Вот она — воспитанница монастыря Sacre Cceur[16]
. Вначале, с непривычки, все в ярком свете, но лишь первые несколько дней; потом этот восход перешел в полдень, торжественный и спокойный, а полдень — в закат, слишком сумрачный, слишком усталый, чтобы душа, предназначенная для хищного зверя, не изогнулась бы тайно к отчаянному прыжку.Там, в монастыре, впервые прозвучало слово «любовь» — любовь к распятому на кресте Спасителю: с кровоточащими стигматами, с сукровицей из прободенной копьем груди, с рубиновыми каплями из-под тернового венца, Он всегда был перед глазами Поликсены — любовь к молитве, коя воплощала в слова повсюду сопровождавшие ее образы: кровь, мученичество, бичевание, распятие и снова кровь, кровь... Потом — любовь к чудотворному образу Девы Марии; в ее сердце торчало семь мечей... Кроваво-алые лампады... Кровь, кровь...
И кровь как символ жизни стала страстью ее души, словно раскаленная лава прожигая ее все глубже и глубже...
Вскоре Поликсена стала самой страстной, самой ревностной, самой благочестивой среди юных дворянских воспитанниц монастыря.
Но одновременно — сама не осознавая этого — самой сладострастной.
Немного французского, немного английского, чуть-чуть музыки, истории, математики и всего прочего — все это, едва коснувшись ее слуха, куда-то пропадало, уносилось бесследно.

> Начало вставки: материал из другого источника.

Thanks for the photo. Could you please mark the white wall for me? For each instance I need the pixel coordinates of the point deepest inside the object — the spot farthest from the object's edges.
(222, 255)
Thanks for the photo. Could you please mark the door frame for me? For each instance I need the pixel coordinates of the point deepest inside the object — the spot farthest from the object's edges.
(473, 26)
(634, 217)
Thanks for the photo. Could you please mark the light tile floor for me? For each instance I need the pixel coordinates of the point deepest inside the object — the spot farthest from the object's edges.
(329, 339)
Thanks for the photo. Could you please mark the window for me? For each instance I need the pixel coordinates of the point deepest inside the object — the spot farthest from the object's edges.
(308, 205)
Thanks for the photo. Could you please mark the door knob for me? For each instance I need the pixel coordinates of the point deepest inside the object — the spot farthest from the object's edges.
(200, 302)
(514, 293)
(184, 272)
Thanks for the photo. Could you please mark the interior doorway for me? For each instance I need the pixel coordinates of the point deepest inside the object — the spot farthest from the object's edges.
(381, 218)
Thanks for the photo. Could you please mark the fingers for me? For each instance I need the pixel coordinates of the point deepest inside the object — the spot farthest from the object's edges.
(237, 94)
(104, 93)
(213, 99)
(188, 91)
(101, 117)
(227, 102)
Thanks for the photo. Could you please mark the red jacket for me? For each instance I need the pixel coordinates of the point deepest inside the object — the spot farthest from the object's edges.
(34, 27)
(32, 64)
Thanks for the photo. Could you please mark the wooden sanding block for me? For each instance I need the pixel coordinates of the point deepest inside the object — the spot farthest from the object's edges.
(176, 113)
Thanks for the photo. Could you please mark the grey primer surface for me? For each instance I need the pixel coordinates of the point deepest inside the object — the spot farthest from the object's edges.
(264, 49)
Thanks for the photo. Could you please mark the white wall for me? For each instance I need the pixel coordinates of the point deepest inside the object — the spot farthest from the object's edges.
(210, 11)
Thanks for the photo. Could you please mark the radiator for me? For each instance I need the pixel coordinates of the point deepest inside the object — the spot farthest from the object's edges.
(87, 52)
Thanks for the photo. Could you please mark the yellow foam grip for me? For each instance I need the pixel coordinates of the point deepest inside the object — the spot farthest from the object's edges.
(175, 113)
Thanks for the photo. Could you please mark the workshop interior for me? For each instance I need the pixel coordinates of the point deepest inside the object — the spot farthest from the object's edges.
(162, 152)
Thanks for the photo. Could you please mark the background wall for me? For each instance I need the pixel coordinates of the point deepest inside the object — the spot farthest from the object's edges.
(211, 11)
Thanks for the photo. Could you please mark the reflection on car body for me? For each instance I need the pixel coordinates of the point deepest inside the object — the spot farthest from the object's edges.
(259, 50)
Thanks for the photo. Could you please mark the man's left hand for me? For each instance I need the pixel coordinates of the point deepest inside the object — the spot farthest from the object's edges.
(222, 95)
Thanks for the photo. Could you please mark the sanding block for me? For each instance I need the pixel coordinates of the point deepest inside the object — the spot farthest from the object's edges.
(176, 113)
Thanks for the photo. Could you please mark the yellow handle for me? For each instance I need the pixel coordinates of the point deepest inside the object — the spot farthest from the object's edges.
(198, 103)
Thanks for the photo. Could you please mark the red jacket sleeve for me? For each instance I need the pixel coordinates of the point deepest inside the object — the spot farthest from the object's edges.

И только любовь ее не оставляла.
Любовь... к крови...
И вот она снова — давно это было, еще до знакомства с Отакаром, — возвращается на вакации домой. Почти забытая, но тут же пробужденная дряхлость окутала ее, и мученическая судьба Спасителя, так долго переполнявшая Поликсену самой пылкой любовью, стала медленно и неудержимо погружаться в прошлое. Теперь глубина целого тысячелетия отделяла предмет ее страсти от царящей на поверхности мертвечины.
И лишь кровь в своем торжествующем цвете жизни, как из вечного источника, непрерывно струилась «оттуда» — сюда, из бездны Распятого — в ее настоящее... Тонкая, сочащаяся алая нить...
Все живое и юное Поликсена бессознательно связывала с понятием «кровь». Во всем, что было прекрасно и нравилось ей: цветы, играющие звери, кипящее веселье, солнечный свет, юность, аромат и гармония, — во всем звучало одно-единственное слово, которое ее душа постоянно — пока еще невнятно — шептала как в беспокойном, предшествующем пробуждению сне: «кровь», «кровь», «кровь»...
Однажды во дворце Эльзенвангера открыли к какому-то банкету галерею предков, и Поликсена впервые увидела портрет своей прапрабабки, графини Поликсены Ламбуа. Необычное чувство коснулось ее души — это был ни в коей мере не портрет умершей, это было зеркало, из которого таинственное, пребывающее где-то в реальности существо взирало на мир. Существо куда более живое, чем все «живое», виденное Поликсеной раньше. Она пыталась освободиться от этого чувства, однако оно всякий раз возвращалось и становилось все более определенным. «Она висит здесь окруженная мертвецами — наверно, именно сходство с моей собственной судьбой и рождает эту странную иллюзию», — убеждала себя Поликсена, хотя сама сознавала неубедительность такого объяснения.
Оно и в самом деле не было исчерпывающим, имелось тут еще кое-что, выходящее далеко за пределы ее понимания...
Висевший на стене портрет до известной степени являлся ею самой — так же как скрытое в земле семя несет в себе образ будущего растения, этот портрет хранился в ней с самого рождения, будучи матрицей, в которую ее душа должна была врастать каждой клеткой и каждой фиброй до тех пор, пока мельчайшие углубления формы не будут заполнены ею.
В тот вечер в портрете своей прапрабабки Поликсена созерцала свое Я со всеми его еще дремлющими и уже проявившимися свойствами. Это созерцание внезапно пробудило навязчивое подсознательное ощущение жизни более живой, чем любая другая.
Но самым живым в мире может казаться человеку лишь он сам.